El Papa Francisco, cada miércoles ofrece unas catequesis siempre iluminadoras, y en concreto ahora ha escogido como tema El Espíritu y la Esposa -la Esposa es la Iglesia-. El Espíritu Santo guía al pueblo de Dios al encuentro con Jesús, nuestra esperanza». El 29 de mayo, comenzaba haciendo alusión al texto del Génesis: «En el principio creó Dios los cielos y la tierra. La tierra era informe y estaba desierta, las tinieblas cubrían el abismo, y el Espíritu de Dios se cernía sobre las aguas (Gn 1,1-2). El Espíritu de Dios se nos aparece como el poder misterioso que hace que el mundo pase de su estado inicial informe, desierto y sombrío a su estado ordenado y armonioso. Porque el Espíritu crea la armonía, la armonía en la vida, la armonía en el mundo. En otras palabras, es Él quien hace que el mundo pase del caos al cosmos, es decir, de la confusión a algo bello y que permanece ordenado. Este es, de hecho, el significado de la palabra griega kosmos, así como de la palabra latina mundus, es decir, algo hermoso, ordenado, limpio, armonioso, porque el Espíritu es la armonía». La vocación de la familia y del matrimonio, consiste exactamente en  esto: colaborar con el Espíritu Santo, para que el designio de Dios Padre y de su Hijo se pueda cumplir. 
El filósofo Ángel Barahona, en un artículo titulado Sobre el amor en tiempos incrédulos, nos ofrece unas certeras pinceladas acerca de nuestra situación. Lo que el filósofo llama corriente mimética de nuestra cultura, ese anhelo romántico de tocar lo sublime y fijarlo para siempre, en realidad supone un descrédito del amor verdadero, genera infantilismo que perpetúa la inmadurez, inseguridad y prevenciones a la hora de establecer cualquier relación. Vivimos el espejismo de creernos autónomos y de que el otro nos pertenece. Confundimos amor y placer, con lo que el otro va quedando erosionado, se enfría la pasión, y se genera la pérdida irreparable del otro como don, como regalo.
Al banalizar el deseo, la afectividad se vuelve exigente porque es necesidad y se pierde la gratuidad que es la esencia de toda relación.
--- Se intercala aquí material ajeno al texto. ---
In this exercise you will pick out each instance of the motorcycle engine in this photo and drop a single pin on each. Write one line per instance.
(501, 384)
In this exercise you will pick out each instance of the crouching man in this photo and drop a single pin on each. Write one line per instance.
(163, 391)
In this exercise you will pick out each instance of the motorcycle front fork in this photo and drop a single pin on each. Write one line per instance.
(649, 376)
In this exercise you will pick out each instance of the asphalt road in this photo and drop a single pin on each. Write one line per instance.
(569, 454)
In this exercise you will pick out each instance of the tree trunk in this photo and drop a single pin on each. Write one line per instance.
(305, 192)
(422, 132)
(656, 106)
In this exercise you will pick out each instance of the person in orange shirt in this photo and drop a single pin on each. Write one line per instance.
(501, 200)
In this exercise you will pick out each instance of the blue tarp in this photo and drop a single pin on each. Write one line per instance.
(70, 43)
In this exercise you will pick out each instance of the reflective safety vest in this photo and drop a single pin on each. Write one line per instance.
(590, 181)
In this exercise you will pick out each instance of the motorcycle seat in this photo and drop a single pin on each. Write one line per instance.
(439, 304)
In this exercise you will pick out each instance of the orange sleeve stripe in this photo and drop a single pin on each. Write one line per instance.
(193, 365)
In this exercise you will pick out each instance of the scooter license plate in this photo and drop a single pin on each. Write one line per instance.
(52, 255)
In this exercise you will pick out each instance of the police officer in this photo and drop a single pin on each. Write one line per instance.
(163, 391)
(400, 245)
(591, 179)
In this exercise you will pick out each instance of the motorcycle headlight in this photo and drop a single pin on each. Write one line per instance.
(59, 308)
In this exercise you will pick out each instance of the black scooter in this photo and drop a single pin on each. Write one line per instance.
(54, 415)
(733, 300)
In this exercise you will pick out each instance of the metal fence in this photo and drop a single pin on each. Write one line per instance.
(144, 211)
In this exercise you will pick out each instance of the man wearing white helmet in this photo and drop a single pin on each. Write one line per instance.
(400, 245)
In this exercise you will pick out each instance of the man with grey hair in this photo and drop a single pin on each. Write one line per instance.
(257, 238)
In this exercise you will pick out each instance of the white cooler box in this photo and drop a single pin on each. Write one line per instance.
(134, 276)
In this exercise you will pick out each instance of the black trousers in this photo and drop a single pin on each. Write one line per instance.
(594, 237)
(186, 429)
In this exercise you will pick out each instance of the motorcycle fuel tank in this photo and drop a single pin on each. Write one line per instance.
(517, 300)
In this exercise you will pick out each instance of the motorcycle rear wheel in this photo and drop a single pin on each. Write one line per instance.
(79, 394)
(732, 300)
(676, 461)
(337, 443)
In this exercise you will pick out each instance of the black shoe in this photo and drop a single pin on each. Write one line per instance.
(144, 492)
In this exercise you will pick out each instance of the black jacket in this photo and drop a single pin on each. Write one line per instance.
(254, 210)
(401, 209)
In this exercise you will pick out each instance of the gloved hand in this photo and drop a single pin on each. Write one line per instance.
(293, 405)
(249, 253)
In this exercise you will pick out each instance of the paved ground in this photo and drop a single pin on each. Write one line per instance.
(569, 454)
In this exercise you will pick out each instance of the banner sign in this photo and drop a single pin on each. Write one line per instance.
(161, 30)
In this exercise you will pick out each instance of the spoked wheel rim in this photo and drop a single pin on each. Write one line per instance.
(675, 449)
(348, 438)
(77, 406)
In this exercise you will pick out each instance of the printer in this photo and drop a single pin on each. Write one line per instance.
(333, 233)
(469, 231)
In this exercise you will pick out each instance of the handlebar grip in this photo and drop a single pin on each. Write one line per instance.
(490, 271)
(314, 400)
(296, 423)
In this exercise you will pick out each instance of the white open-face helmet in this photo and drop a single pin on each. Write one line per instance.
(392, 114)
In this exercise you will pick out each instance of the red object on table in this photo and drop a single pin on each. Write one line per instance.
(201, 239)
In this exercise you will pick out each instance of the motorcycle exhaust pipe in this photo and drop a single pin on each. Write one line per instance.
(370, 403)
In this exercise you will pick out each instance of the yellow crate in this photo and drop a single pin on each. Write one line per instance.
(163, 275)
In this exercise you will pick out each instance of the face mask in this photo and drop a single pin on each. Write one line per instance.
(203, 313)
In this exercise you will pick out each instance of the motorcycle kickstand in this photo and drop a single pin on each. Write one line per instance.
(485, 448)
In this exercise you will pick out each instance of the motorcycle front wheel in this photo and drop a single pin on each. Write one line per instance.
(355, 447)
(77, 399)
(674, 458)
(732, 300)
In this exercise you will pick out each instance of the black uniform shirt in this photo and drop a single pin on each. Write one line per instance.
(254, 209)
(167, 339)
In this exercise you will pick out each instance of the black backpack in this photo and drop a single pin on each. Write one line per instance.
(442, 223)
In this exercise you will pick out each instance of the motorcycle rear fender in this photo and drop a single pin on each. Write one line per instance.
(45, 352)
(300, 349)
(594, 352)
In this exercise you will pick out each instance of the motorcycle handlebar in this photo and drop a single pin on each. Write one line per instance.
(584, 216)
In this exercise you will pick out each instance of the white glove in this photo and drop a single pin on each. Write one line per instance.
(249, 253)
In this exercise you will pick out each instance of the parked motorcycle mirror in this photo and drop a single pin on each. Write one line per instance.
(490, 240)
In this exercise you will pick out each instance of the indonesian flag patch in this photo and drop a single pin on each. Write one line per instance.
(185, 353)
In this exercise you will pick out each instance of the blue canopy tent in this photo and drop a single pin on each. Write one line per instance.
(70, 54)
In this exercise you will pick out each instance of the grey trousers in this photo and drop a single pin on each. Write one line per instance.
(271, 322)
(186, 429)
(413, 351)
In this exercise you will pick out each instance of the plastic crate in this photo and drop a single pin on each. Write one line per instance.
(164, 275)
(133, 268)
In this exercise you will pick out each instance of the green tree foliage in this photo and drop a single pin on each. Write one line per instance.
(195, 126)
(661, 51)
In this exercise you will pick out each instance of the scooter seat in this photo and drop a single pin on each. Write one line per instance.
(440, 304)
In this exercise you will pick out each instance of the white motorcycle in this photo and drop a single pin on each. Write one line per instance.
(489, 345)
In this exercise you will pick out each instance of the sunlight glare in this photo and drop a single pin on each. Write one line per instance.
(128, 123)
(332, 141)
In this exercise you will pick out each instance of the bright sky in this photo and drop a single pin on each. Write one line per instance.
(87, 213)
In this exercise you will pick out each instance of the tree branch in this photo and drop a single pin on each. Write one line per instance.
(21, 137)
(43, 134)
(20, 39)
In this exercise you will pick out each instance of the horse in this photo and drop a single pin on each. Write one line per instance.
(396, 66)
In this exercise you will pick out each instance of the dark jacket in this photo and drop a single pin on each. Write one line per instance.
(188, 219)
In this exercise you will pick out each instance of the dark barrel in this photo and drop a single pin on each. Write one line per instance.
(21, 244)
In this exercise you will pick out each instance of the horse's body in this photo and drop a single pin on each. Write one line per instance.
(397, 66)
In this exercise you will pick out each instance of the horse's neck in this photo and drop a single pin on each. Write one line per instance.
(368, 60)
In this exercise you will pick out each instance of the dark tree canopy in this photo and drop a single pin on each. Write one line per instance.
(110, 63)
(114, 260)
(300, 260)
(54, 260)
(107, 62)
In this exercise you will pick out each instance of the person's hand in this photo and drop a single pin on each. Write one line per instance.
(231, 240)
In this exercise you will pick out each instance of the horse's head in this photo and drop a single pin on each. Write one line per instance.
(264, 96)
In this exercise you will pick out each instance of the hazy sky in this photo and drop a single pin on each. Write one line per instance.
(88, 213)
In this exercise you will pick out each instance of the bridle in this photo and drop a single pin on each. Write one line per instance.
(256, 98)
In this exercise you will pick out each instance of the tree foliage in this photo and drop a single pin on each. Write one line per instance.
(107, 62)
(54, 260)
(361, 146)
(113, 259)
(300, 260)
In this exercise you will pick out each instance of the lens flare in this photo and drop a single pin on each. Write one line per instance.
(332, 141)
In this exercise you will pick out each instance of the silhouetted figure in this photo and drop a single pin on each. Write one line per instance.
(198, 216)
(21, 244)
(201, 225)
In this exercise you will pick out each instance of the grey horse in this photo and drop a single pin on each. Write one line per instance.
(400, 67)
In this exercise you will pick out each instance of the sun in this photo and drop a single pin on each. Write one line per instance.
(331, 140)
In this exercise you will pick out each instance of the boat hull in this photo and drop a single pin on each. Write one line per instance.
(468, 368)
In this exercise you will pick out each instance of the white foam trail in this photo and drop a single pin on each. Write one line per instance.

Aquí la visión cristiana puede aportar su sabiduría: para amar al otro, es imprescindible amarse a sí mismo, no como Narciso, sino como Dios nos ama, incondicionalmente. Como en tantas otras facetas, el Espíritu nos invita a cambiar de paradigma: pasar de una cultura onanista centrada en la perfección, que ha perdido de vista el desorden y la vulnerabilidad del deseo, a reconocer que somos pobres y estamos heridos. Mayo del 68 había establecido una férrea dictadura cultural a la que hay que contestar diciendo que reservarse es perder, y donarse es ganar. Frente a un mundo policial, hiperlegalista y fariseo, otro donde la misericordia y el servicio tejen comunidad y compromiso. El matrimonio es una vocación hermosísima: porque se trata de un aprendizaje, un proyecto común dinámico en el tiempo, una tarea con una meta, pero sin caminos trillados. El matrimonio requiere un continuo anatema con el dinero, con los afectos externos, y con los proyectos que excluyan al otro. Tantas veces la relación misma no es más que un castillo narcisista con expectativas y exigencias de adoración, donde el otro, es un competidor narcisista que no ha sabido apreciar mi divinidad. 
En definitiva, me focalizo más en la rivalidad que en el otro. La obsesión por conseguir la igualdad no es fecunda, la comunión sí. Del amor romántico de estar al lado, al amor real de estar en frente, de confrontar, diciendo al otro y mirando al otro como Dios lo hace. Así aletea el Espíritu sobre el caos informe, y lo recrea. Amar esa fragilidad es ya el cielo. ¡Preciosa vocación!